There was an ordinary wood and plaster partition first which set off another large room at the end of this floor. The usual employment of this place was plain enough, even to me with only college course knowledge of chemical matters. Here were the laboratories for experimentation and research where a commercial firm, such as Stamby-Temke, would keep a covey of chemists testing their products, analyzing the goods of competitors and making experiments to improve their own formulæ for colors, caustics, preservatives, antiseptics, poisons, solvents, reagents and what not.
Most of these tests would be simple enough and involve no danger to any one; but some would generate gases, poisonous or otherwise noxious, which should not be allowed in an open room; therefore the firm had installed, at the end of this laboratory, a special compartment which was, beyond any doubt, “the glass room.”
Its outer wall was not of glass; rather, it was not all glass, though there were two windows in it. No blinds were drawn before them but they were black from the steel shutters outside. The other three walls were of glass from floor to ceiling and, as the normals brought us nearer, I could see that the glass was heavy, clear plate such as is used in show windows and that it was carefully and evenly joined in steel framing.

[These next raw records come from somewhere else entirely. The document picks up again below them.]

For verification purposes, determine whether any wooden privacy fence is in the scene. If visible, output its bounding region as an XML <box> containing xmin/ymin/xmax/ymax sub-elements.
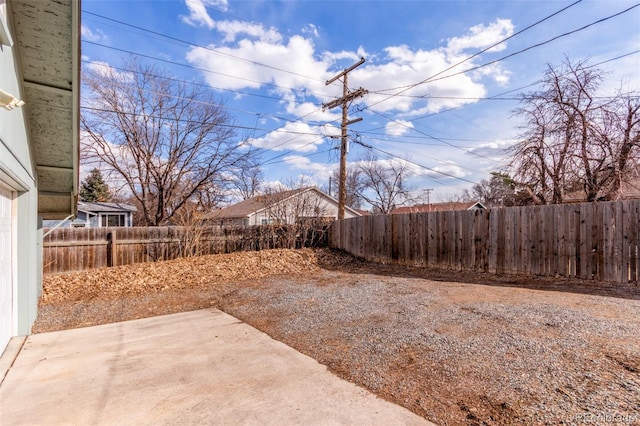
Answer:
<box><xmin>329</xmin><ymin>200</ymin><xmax>640</xmax><ymax>283</ymax></box>
<box><xmin>42</xmin><ymin>225</ymin><xmax>327</xmax><ymax>274</ymax></box>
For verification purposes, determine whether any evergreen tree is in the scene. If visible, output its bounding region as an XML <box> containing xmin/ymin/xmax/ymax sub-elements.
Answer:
<box><xmin>80</xmin><ymin>168</ymin><xmax>111</xmax><ymax>203</ymax></box>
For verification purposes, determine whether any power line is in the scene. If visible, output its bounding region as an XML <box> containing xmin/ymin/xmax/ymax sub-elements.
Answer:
<box><xmin>82</xmin><ymin>10</ymin><xmax>323</xmax><ymax>82</ymax></box>
<box><xmin>369</xmin><ymin>0</ymin><xmax>582</xmax><ymax>108</ymax></box>
<box><xmin>366</xmin><ymin>0</ymin><xmax>640</xmax><ymax>109</ymax></box>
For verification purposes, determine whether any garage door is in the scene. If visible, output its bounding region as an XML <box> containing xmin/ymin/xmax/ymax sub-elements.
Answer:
<box><xmin>0</xmin><ymin>182</ymin><xmax>13</xmax><ymax>354</ymax></box>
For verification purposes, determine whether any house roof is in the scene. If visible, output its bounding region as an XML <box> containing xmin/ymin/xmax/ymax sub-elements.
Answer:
<box><xmin>564</xmin><ymin>177</ymin><xmax>640</xmax><ymax>203</ymax></box>
<box><xmin>78</xmin><ymin>201</ymin><xmax>138</xmax><ymax>213</ymax></box>
<box><xmin>391</xmin><ymin>201</ymin><xmax>486</xmax><ymax>214</ymax></box>
<box><xmin>8</xmin><ymin>0</ymin><xmax>80</xmax><ymax>219</ymax></box>
<box><xmin>210</xmin><ymin>186</ymin><xmax>360</xmax><ymax>219</ymax></box>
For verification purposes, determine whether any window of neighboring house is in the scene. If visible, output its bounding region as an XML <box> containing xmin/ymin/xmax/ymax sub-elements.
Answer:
<box><xmin>100</xmin><ymin>213</ymin><xmax>125</xmax><ymax>227</ymax></box>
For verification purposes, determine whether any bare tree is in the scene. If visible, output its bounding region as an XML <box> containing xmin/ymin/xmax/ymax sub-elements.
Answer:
<box><xmin>510</xmin><ymin>59</ymin><xmax>640</xmax><ymax>204</ymax></box>
<box><xmin>231</xmin><ymin>155</ymin><xmax>264</xmax><ymax>200</ymax></box>
<box><xmin>81</xmin><ymin>58</ymin><xmax>250</xmax><ymax>226</ymax></box>
<box><xmin>328</xmin><ymin>165</ymin><xmax>362</xmax><ymax>209</ymax></box>
<box><xmin>358</xmin><ymin>151</ymin><xmax>413</xmax><ymax>214</ymax></box>
<box><xmin>463</xmin><ymin>172</ymin><xmax>518</xmax><ymax>208</ymax></box>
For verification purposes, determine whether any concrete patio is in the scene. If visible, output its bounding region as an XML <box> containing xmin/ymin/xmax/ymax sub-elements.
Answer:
<box><xmin>0</xmin><ymin>309</ymin><xmax>432</xmax><ymax>426</ymax></box>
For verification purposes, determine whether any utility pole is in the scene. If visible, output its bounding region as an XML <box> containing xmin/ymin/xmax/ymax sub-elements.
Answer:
<box><xmin>322</xmin><ymin>58</ymin><xmax>367</xmax><ymax>219</ymax></box>
<box><xmin>422</xmin><ymin>188</ymin><xmax>433</xmax><ymax>211</ymax></box>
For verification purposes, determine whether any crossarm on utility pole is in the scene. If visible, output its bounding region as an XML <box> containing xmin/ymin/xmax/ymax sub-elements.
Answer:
<box><xmin>322</xmin><ymin>58</ymin><xmax>367</xmax><ymax>219</ymax></box>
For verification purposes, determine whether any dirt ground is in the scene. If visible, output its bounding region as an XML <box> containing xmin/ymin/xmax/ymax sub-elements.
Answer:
<box><xmin>34</xmin><ymin>249</ymin><xmax>640</xmax><ymax>425</ymax></box>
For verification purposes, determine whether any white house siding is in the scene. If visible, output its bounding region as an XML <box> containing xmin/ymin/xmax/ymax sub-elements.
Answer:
<box><xmin>0</xmin><ymin>182</ymin><xmax>15</xmax><ymax>349</ymax></box>
<box><xmin>249</xmin><ymin>190</ymin><xmax>359</xmax><ymax>225</ymax></box>
<box><xmin>0</xmin><ymin>2</ymin><xmax>42</xmax><ymax>353</ymax></box>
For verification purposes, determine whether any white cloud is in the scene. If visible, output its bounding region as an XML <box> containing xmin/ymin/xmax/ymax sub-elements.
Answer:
<box><xmin>186</xmin><ymin>19</ymin><xmax>513</xmax><ymax>121</ymax></box>
<box><xmin>248</xmin><ymin>121</ymin><xmax>324</xmax><ymax>152</ymax></box>
<box><xmin>384</xmin><ymin>120</ymin><xmax>414</xmax><ymax>136</ymax></box>
<box><xmin>181</xmin><ymin>0</ymin><xmax>214</xmax><ymax>29</ymax></box>
<box><xmin>446</xmin><ymin>19</ymin><xmax>513</xmax><ymax>55</ymax></box>
<box><xmin>80</xmin><ymin>24</ymin><xmax>109</xmax><ymax>42</ymax></box>
<box><xmin>284</xmin><ymin>155</ymin><xmax>327</xmax><ymax>174</ymax></box>
<box><xmin>302</xmin><ymin>24</ymin><xmax>319</xmax><ymax>37</ymax></box>
<box><xmin>213</xmin><ymin>21</ymin><xmax>282</xmax><ymax>43</ymax></box>
<box><xmin>422</xmin><ymin>161</ymin><xmax>467</xmax><ymax>179</ymax></box>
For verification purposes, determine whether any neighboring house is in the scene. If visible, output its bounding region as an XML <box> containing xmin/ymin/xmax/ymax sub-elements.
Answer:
<box><xmin>0</xmin><ymin>0</ymin><xmax>80</xmax><ymax>353</ymax></box>
<box><xmin>44</xmin><ymin>201</ymin><xmax>138</xmax><ymax>228</ymax></box>
<box><xmin>391</xmin><ymin>201</ymin><xmax>487</xmax><ymax>214</ymax></box>
<box><xmin>207</xmin><ymin>187</ymin><xmax>361</xmax><ymax>226</ymax></box>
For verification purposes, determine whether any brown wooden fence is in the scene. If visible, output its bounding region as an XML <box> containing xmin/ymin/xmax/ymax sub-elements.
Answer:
<box><xmin>329</xmin><ymin>201</ymin><xmax>640</xmax><ymax>283</ymax></box>
<box><xmin>42</xmin><ymin>225</ymin><xmax>326</xmax><ymax>274</ymax></box>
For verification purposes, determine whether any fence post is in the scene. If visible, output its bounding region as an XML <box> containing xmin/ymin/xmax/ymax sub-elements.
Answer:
<box><xmin>107</xmin><ymin>230</ymin><xmax>118</xmax><ymax>267</ymax></box>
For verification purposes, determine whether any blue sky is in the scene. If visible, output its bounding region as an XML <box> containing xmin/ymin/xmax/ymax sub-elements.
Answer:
<box><xmin>82</xmin><ymin>0</ymin><xmax>640</xmax><ymax>202</ymax></box>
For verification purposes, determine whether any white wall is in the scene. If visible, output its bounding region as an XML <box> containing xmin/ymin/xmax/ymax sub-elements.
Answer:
<box><xmin>0</xmin><ymin>1</ymin><xmax>42</xmax><ymax>346</ymax></box>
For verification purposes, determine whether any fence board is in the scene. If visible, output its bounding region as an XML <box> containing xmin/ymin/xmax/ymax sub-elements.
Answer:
<box><xmin>42</xmin><ymin>226</ymin><xmax>330</xmax><ymax>274</ymax></box>
<box><xmin>329</xmin><ymin>200</ymin><xmax>640</xmax><ymax>283</ymax></box>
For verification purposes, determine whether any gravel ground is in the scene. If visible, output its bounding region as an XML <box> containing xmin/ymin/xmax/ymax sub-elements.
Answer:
<box><xmin>34</xmin><ymin>250</ymin><xmax>640</xmax><ymax>425</ymax></box>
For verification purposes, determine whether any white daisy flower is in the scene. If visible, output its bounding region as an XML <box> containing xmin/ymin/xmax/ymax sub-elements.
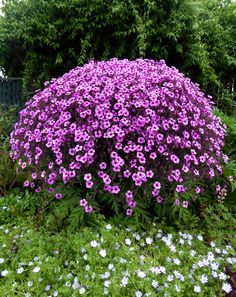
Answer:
<box><xmin>137</xmin><ymin>270</ymin><xmax>147</xmax><ymax>278</ymax></box>
<box><xmin>193</xmin><ymin>286</ymin><xmax>202</xmax><ymax>293</ymax></box>
<box><xmin>99</xmin><ymin>249</ymin><xmax>107</xmax><ymax>258</ymax></box>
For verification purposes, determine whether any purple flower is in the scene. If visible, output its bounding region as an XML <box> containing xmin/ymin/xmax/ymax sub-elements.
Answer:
<box><xmin>24</xmin><ymin>180</ymin><xmax>29</xmax><ymax>187</ymax></box>
<box><xmin>183</xmin><ymin>200</ymin><xmax>189</xmax><ymax>208</ymax></box>
<box><xmin>99</xmin><ymin>162</ymin><xmax>107</xmax><ymax>169</ymax></box>
<box><xmin>84</xmin><ymin>205</ymin><xmax>93</xmax><ymax>213</ymax></box>
<box><xmin>79</xmin><ymin>199</ymin><xmax>88</xmax><ymax>207</ymax></box>
<box><xmin>126</xmin><ymin>208</ymin><xmax>133</xmax><ymax>217</ymax></box>
<box><xmin>86</xmin><ymin>180</ymin><xmax>93</xmax><ymax>189</ymax></box>
<box><xmin>55</xmin><ymin>193</ymin><xmax>62</xmax><ymax>199</ymax></box>
<box><xmin>84</xmin><ymin>173</ymin><xmax>92</xmax><ymax>182</ymax></box>
<box><xmin>10</xmin><ymin>59</ymin><xmax>227</xmax><ymax>211</ymax></box>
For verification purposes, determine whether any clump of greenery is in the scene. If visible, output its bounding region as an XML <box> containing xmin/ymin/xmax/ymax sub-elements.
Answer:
<box><xmin>0</xmin><ymin>192</ymin><xmax>236</xmax><ymax>297</ymax></box>
<box><xmin>0</xmin><ymin>0</ymin><xmax>236</xmax><ymax>99</ymax></box>
<box><xmin>0</xmin><ymin>105</ymin><xmax>17</xmax><ymax>196</ymax></box>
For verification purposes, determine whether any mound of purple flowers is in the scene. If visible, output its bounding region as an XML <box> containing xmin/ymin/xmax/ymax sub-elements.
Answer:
<box><xmin>11</xmin><ymin>59</ymin><xmax>224</xmax><ymax>210</ymax></box>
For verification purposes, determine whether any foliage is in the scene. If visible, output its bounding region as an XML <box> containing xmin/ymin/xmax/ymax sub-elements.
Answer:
<box><xmin>10</xmin><ymin>59</ymin><xmax>226</xmax><ymax>216</ymax></box>
<box><xmin>0</xmin><ymin>0</ymin><xmax>236</xmax><ymax>95</ymax></box>
<box><xmin>0</xmin><ymin>196</ymin><xmax>236</xmax><ymax>297</ymax></box>
<box><xmin>0</xmin><ymin>105</ymin><xmax>17</xmax><ymax>196</ymax></box>
<box><xmin>215</xmin><ymin>110</ymin><xmax>236</xmax><ymax>160</ymax></box>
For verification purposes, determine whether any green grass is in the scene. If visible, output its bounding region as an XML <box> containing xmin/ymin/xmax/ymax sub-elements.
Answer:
<box><xmin>0</xmin><ymin>194</ymin><xmax>236</xmax><ymax>297</ymax></box>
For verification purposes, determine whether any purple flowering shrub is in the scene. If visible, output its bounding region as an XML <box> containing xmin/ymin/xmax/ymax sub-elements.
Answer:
<box><xmin>10</xmin><ymin>59</ymin><xmax>226</xmax><ymax>215</ymax></box>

Where the glass met the frame, and about the single, glass door, the joints were caulked and sealed, making the place air-tight and gas-tight, undoubtedly. There was a way of ventilating it without using the windows, I saw; for cords communicated with ceiling traps. The traps were open now; the blackness above was the darkness of the sky. One set of cords hung inside the room, another hung just outside the glass.
I guessed that, when Stamby-Temke had the building, the chemists who worked in the glass room used the inner set when they wished to clear the air of their cabinet; the outer cords must be for emergencies, in case the chemists in the outer laboratory saw the experimenters in the cabinet overcome; then the rescuers could open the ceiling before going into the glass room.
The fact that the traps now were up suggested that the cabinet recently had been used. For whom? I wondered. I was sure of the purpose of the cabinet. Here was the place of punishment and of discipline.